There’s a saying that the four most dangerous words in investing are, This time is different.
This upswing will go on forever. This crash will take us all the way to zero (and we’ll never recover!). This time, in other words, is somehow different.
The reason this sentence (or idea) causes so much trouble is because each time — each crisis, each downturn, each move, each job, each child — is importantly different from all the others, and in other ways also importantly the same.
The challenge, then, is clear. We have to apply the historical method to each time — to get really, really clear about what’s the same and what’s different about this time, really.

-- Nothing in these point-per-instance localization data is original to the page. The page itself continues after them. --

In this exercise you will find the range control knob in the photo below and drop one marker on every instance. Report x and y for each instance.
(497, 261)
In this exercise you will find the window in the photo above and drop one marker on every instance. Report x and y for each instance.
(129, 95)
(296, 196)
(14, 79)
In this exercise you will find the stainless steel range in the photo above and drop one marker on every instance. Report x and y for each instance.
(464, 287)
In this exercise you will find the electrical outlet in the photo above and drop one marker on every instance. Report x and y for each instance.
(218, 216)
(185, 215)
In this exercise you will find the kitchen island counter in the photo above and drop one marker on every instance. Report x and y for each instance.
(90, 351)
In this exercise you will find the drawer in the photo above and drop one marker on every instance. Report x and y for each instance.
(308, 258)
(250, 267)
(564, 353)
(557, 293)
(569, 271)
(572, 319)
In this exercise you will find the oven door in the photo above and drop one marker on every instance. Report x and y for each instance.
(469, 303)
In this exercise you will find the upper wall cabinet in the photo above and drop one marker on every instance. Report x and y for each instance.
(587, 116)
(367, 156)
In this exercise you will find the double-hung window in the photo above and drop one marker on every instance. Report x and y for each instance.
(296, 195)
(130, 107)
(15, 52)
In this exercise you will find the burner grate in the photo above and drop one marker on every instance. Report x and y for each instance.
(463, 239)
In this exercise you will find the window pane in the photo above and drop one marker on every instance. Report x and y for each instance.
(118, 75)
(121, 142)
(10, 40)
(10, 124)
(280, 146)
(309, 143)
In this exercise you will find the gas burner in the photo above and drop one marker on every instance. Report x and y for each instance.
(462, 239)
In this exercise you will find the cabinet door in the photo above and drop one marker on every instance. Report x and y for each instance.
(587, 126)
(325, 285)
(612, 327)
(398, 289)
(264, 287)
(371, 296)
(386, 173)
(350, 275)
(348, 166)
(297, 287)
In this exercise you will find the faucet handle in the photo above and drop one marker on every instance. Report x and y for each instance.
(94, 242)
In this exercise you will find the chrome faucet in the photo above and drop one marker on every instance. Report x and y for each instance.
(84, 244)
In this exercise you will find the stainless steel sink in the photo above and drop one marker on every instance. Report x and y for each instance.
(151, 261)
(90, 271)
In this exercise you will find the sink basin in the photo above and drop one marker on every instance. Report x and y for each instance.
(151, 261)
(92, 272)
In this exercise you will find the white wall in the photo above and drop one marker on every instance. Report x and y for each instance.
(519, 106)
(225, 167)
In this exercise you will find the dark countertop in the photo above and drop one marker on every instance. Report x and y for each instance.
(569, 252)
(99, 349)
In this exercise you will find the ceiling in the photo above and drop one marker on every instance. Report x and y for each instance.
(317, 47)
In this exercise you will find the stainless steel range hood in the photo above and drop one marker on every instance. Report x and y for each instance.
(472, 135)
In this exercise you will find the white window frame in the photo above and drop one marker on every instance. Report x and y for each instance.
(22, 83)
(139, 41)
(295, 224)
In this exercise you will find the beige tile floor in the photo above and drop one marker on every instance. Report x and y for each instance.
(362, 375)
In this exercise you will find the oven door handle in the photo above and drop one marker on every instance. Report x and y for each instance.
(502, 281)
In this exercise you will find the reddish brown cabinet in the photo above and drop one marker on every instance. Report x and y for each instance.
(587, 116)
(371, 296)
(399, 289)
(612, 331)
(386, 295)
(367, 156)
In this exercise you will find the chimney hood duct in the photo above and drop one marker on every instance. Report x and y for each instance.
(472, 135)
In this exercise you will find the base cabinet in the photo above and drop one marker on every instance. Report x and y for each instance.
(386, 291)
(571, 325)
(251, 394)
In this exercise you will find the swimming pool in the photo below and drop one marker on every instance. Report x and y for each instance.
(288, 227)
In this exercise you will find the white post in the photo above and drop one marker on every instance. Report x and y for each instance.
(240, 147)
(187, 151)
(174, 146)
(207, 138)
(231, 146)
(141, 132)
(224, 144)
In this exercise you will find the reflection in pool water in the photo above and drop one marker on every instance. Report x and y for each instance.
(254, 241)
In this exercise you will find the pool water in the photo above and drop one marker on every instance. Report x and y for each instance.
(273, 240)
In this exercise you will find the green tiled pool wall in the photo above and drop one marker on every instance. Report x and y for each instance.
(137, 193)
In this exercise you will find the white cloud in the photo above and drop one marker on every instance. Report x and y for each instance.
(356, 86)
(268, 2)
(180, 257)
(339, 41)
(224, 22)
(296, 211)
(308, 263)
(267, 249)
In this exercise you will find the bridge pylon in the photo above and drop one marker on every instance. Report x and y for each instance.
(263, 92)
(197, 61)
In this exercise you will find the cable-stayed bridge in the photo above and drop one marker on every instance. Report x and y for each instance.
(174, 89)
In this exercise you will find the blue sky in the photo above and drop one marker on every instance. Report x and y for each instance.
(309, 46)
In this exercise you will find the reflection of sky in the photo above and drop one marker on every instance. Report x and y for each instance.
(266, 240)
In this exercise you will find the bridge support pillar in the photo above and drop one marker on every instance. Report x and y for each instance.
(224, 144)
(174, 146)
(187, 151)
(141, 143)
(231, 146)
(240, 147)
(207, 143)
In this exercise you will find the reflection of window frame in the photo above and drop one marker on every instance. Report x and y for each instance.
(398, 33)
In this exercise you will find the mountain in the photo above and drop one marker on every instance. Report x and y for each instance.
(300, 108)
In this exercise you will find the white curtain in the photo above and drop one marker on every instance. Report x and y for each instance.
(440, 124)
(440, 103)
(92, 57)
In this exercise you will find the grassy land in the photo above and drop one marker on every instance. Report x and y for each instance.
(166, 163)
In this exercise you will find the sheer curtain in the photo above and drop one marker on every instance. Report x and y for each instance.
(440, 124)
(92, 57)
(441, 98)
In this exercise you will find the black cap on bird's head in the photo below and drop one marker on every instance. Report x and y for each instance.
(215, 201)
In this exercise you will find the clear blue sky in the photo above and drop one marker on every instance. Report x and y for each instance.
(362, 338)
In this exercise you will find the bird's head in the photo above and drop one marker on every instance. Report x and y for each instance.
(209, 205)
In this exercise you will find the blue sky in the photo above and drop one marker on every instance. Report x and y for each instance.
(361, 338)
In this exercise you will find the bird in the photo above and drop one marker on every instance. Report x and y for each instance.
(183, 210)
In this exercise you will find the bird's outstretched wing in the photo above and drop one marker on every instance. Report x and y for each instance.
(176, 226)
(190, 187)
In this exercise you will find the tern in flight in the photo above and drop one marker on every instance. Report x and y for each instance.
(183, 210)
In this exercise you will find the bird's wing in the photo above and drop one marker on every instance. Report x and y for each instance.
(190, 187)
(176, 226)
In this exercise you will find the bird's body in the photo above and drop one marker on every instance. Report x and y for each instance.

In their great handbook on the lessons of history for policymakers, Thinking in Time, the historians Richard Neustadt and Ernest May suggest making a simple T-chart of “likenesses and differences” between any given situation and the parallels or possible analogues by which we reason. For the idea that most often leads policymakers into temptation and trouble is the idea that this one is just like that one — another Pearl Harbor, Great Crash, 9/11, Spanish flu, and on and on.
[Notice how often sensationalists in politics, business, and media will insist that this time is either completely different from or completely the same as some other time. It’s almost always worth discounting or discarding those extreme positions outright.]
So, what is this time, really? I hope we can all agree by now that nobody really knows. But lots of people have important puzzle pieces — lessons from history, carefully contextualized; or evolving research straight from the cutting edge of now.
We’re living through history, without question. The interesting questions are about which lessons we might lean on, and which we might learn. Viewed from afar, what will this time rhyme with?